IMPORTANT PARTS OF THE AIROLA DIET: DRINK PURE, NATURAL WATER

Drinking pure, uncontaminated, natural spring, river or well water is an important part of the Optimum Airola Diet for optimum health.
Avoid prolonged drinking of distilled water, which has become a fad recently, motivated by the universal water contamination. Distilled water is totally void of all minerals, and prolonged use of it may leach out the body’s own mineral reserves and lead to severe mineral deficiencies and such diseases as osteoporosis, diabetes, tooth decay and heart disease. It has been proven by extensive world-wide studies that where people drink naturally “hard” or heavily mineralized water, there is a lesser incidence of the above-mentioned diseases. Minerals, as they are naturally present in drinking water, have been an essential part of man’s mineral nutrition since the beginning of man’s life on this planet.
Contrary to what some “experts” claim, inorganic minerals in natural waters are effectively absorbed and well utilized in human metabolism. And they do not cause hardening of arteries, kidney stones or other supposed diseases. Quite to the contrary! We need both inorganic and organic minerals for optimum health. Hunzakuts, considered the healthiest people in the world, who never had any hardening of the arteries, kidney stones, tooth decay, arthritis, osteoporosis or heart disease, have for 2,000 years been drinking water so heavily mineralized with lime and other inorganic minerals that it is milky in appearance. This is perhaps better evidence than any quasi-scientific reasoning.
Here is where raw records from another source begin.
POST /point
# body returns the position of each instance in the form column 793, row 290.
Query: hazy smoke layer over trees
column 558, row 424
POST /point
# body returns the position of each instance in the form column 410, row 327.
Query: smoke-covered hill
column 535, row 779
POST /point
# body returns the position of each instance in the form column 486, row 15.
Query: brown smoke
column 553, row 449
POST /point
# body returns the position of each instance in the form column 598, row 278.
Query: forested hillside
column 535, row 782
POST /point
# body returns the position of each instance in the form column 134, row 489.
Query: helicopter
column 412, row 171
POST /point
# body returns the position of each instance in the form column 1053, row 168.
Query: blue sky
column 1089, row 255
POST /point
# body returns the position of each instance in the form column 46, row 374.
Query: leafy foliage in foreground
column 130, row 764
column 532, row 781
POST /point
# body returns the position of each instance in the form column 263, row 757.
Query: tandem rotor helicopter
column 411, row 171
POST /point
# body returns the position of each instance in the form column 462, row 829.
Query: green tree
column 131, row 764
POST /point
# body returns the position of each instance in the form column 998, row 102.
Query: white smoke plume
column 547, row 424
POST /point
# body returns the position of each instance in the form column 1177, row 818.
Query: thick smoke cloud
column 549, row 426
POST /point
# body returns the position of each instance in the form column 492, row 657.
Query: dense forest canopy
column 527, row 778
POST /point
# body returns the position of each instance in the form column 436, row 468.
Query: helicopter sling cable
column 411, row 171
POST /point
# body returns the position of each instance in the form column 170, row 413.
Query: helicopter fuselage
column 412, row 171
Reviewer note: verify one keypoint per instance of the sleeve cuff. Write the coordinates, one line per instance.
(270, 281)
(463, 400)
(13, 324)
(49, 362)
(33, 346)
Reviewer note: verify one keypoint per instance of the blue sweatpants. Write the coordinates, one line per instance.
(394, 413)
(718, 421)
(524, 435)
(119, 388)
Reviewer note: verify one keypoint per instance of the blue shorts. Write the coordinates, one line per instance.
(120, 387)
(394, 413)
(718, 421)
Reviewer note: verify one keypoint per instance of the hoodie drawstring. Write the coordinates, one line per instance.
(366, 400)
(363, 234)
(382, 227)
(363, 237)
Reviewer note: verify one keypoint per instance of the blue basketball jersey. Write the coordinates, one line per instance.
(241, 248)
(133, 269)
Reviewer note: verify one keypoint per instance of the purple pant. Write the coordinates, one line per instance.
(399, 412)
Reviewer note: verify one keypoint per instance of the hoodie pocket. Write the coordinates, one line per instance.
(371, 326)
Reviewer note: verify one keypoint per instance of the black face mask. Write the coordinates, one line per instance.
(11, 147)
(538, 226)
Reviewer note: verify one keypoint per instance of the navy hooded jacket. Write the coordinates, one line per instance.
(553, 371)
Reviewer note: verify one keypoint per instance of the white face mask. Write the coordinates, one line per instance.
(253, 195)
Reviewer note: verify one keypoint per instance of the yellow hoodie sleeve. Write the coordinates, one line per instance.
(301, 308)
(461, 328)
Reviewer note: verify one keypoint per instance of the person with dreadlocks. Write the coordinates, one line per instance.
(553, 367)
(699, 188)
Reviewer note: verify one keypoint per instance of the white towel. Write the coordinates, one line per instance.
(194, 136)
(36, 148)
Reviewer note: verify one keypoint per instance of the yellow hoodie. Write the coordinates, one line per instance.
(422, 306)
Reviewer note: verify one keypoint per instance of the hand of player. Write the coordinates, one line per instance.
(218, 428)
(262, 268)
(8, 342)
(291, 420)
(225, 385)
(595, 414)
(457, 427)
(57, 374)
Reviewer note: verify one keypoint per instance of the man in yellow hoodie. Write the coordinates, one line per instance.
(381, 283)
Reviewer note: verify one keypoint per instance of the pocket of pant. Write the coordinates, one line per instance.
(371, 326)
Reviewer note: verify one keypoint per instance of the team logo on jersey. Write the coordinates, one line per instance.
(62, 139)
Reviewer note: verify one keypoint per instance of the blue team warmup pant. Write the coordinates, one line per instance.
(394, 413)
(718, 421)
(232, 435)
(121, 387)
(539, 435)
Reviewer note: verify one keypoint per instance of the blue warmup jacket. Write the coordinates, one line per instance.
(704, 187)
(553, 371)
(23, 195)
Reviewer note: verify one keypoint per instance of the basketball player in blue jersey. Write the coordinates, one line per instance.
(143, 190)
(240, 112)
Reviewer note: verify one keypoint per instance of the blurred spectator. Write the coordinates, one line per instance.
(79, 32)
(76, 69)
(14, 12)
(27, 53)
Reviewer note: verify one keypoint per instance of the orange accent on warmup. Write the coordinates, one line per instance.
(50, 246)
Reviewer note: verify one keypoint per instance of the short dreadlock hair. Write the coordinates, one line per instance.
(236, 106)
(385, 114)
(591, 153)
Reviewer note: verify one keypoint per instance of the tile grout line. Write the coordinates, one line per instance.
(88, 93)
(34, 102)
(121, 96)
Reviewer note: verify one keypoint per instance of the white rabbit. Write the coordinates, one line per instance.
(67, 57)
Unfortunately, it is becoming more and more difficult to obtain uncontaminated pure natural water in this poisoned world of ours. Most places now sell bottled spring or purified waters. See that natural minerals are left intact in the purification process. If you are forced to drink distilled water, add natural minerals to it, such as pure sea water – 2-3 tsp. of sea water to a quart will do. But, if you can get it, we recommend using pure, uncontaminated, naturally mineralized spring water.